Romain GARY (1914~1980) – Les racines du ciel (1956)

     L'histoire se déroule au Tchad, en AEF (Afrique Équatoriale Française), au début des années 1950, alors que, dans les colonies voisines, l'émergence de groupes indépendantistes et les premières manifestations contestant l'autorité des métropoles belge, anglaise et française inquiètent les gouvernements respectifs et que les soulèvements qu'ils suscitent sont violemment réprimés(1).

     Au début du récit, un jésuite, le Père Tassin, a quitté le terrain, où il dirige des fouilles archéologiques pour des instituts belge et français de paléontologie. Il retrouve, au cœur de la forêt équatoriale, Saint Denis, l'administrateur en charge des grandes réserves de troupeaux africains dans son campement. Après quelques heures de repos, la conversation des deux hommes porte un moment sur leurs amis communs, les bruits de guerre et de paix, les travaux du Père... Enfin, le jésuite pose la question pour laquelle il n'avait pas hésité, malgré ses soixante-dix ans, à faire deux jours de cheval. Saint Denis répond sans réticence. Silencieux, le jésuite l'écoute parler, avec une politesse presque distante. La nuit tombée, le boy de l'administrateur allume un feu près duquel le quasi-monologue de Saint Denis se poursuit la nuit durant. Les propos de ce dernier portent sur une affaire impliquant une certaine Minna et un dénommé Morel.

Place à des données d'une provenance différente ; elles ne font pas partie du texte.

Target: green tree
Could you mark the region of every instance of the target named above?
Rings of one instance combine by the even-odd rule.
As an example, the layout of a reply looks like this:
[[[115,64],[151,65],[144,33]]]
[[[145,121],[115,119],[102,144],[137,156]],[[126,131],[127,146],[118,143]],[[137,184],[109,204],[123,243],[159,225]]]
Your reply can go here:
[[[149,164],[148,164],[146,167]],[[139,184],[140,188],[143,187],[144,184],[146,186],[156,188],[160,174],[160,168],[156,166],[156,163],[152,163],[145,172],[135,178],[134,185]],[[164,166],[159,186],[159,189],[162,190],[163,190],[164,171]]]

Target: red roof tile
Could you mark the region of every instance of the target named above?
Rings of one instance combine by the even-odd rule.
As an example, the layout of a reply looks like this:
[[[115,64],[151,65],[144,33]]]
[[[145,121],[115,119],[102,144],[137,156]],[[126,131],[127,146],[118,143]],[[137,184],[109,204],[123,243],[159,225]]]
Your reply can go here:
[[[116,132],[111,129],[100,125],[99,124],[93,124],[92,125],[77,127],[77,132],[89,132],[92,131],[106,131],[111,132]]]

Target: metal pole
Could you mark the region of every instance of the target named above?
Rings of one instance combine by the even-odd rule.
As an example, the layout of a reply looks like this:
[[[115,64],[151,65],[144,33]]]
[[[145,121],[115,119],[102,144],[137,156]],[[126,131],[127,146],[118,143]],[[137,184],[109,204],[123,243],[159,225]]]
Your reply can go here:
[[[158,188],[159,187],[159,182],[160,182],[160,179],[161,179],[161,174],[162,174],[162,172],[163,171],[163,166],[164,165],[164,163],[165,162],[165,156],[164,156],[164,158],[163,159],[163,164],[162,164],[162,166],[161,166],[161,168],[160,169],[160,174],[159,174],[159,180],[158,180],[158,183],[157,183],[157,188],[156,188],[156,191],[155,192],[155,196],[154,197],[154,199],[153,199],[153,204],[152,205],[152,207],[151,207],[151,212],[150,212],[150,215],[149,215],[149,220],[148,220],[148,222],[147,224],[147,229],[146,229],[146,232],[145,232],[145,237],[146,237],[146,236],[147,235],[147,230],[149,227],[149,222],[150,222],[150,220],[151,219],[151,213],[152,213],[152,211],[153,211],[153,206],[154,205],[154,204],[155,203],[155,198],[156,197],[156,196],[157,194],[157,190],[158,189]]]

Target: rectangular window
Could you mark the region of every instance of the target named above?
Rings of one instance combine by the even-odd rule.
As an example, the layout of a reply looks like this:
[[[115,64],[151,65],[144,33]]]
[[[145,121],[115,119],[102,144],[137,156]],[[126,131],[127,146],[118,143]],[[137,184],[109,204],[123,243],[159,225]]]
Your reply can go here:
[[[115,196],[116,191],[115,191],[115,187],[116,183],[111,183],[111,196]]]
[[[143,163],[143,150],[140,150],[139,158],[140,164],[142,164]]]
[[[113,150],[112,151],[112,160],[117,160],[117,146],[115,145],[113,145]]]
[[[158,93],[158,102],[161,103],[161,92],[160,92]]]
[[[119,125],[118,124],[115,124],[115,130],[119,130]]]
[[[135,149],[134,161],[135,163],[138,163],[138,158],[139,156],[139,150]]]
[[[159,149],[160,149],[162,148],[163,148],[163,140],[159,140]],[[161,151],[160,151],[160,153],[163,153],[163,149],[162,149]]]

La confiance et la naïveté dont il fit preuve dans cette vilaine histoire ont, pense-t-il, entraîné sa mutation en pays Oulés.

     Un entrecroisement de témoignages, de points de vue émis par les différents personnages, entrecoupés d'interventions du narrateur, apportent au lecteur la plupart des éléments d'une réflexion sur l'emprise implacable des êtres humains sur la nature. Jusqu'où vont les Droits de l'Homme ? Reste-t-il une place pour ce qui existe, pour ce qui ne sert à rien de nécessaire, d'utile, de lucratif, d'idéologique, de politique, de religieux, si ce n'est exister, être libre, majestueux, fort et beau ?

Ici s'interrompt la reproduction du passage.